Some feel the design is too aggressive while others can't believe anyone would object to the American flag.
Credit: AP
This undated photo provided by the Laguna Beach Police Department shows their newly decorated Police SUV patrol vehicles in Laguna Beach, Calif.

An American flag design that's been added to a handful of freshly painted Laguna Beach police cars is dividing residents, the Los Angeles Times reported on Saturday. 

The city council in the small Southern California coastal city is planning to discuss Tuesday whether to keep the new stars and stripes logo within the word "police" or to choose an alternative. 

According to the Los Angeles Times, some residents felt the flag design was too aggressive while others were shocked that anyone would object to the flag. 

Artist Carrie Woodburn said at a March council meeting that it was "shocking to see the boldness of the design" when the newly painted Ford Explorers hit the streets. 

“We have such an amazing community of artists here, and I thought the aesthetic didn’t really represent our community,” Woodburn said. “It feels very aggressive.” 

The city council agreed in February to repaint its all-white squad cars in black and white with the image of a flag through the word "police" on the side. According to the Los Angeles Times, the graphic the council unanimously approved in February was a more muted version of what wound up being put on the vehicles.

At the time, the Laguna Beach city manager said the design featured a "cloud-like look." 

But not everyone thinks the flag design should be changed. 

Attorney Jennifer Welsh Zeiter said she found the look "exceptional" and questioned who could object to the display. She argued that critics are so blinded by their hatred of President Donald Trump, "they cannot see through their current biases to realize that a police vehicle with the American flag is the ultimate American expression." 

The president of the Laguna Beach Police Employees Association, Cpl. Ryan Hotchkiss, said he's only received positive feedback about the new look. 

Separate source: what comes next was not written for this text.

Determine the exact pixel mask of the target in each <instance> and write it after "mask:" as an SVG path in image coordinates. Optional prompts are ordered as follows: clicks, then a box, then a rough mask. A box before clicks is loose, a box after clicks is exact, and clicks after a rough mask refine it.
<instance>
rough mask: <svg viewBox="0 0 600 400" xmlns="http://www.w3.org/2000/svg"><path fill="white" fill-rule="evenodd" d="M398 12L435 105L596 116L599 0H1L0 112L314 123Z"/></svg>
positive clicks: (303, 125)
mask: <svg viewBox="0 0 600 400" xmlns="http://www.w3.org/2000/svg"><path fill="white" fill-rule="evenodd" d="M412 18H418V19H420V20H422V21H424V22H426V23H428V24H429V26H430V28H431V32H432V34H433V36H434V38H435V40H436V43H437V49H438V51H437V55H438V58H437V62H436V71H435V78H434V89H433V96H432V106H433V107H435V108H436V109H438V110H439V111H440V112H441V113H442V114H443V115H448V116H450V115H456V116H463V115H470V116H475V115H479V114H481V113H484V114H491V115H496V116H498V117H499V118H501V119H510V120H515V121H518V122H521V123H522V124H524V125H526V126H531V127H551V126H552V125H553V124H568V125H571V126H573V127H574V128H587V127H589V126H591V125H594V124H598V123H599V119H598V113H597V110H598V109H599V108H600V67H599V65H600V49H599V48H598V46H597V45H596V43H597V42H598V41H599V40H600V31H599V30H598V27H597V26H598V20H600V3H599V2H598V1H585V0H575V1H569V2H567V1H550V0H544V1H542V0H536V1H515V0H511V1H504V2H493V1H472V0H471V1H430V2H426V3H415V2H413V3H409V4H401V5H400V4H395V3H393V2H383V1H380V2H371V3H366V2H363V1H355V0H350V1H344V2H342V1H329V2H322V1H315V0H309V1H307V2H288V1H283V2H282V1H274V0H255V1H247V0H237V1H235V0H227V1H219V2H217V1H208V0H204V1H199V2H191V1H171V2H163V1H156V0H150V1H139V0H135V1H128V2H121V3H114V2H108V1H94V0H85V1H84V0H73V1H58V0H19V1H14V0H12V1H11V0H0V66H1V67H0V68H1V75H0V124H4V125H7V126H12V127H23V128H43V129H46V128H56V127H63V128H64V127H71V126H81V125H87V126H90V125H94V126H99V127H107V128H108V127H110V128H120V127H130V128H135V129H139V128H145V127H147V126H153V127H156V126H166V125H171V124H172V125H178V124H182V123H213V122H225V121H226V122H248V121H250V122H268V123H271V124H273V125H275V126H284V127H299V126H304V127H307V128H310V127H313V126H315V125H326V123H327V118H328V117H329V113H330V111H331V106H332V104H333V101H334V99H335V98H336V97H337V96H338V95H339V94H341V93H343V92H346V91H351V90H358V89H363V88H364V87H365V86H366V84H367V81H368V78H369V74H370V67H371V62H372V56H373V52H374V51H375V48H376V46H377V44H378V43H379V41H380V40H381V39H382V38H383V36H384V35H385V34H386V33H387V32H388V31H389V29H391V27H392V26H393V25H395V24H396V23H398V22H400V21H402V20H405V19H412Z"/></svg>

“Every time I came to a stop sign, every time I came to a red light, somebody is telling me the car looks great,” Hotchkiss said at a March meeting. “Every one of our members that drives the car loves it, and we look forward to keeping them the way they are.”

Of the department's 11 vehicles, seven have the updated design, police Sgt. Jim Cota told the Los Angeles Times. 

The Laguna Beach City Manager said the council would reconsider the logo “out of an abundance of caution to address questions that have been raised about the process.”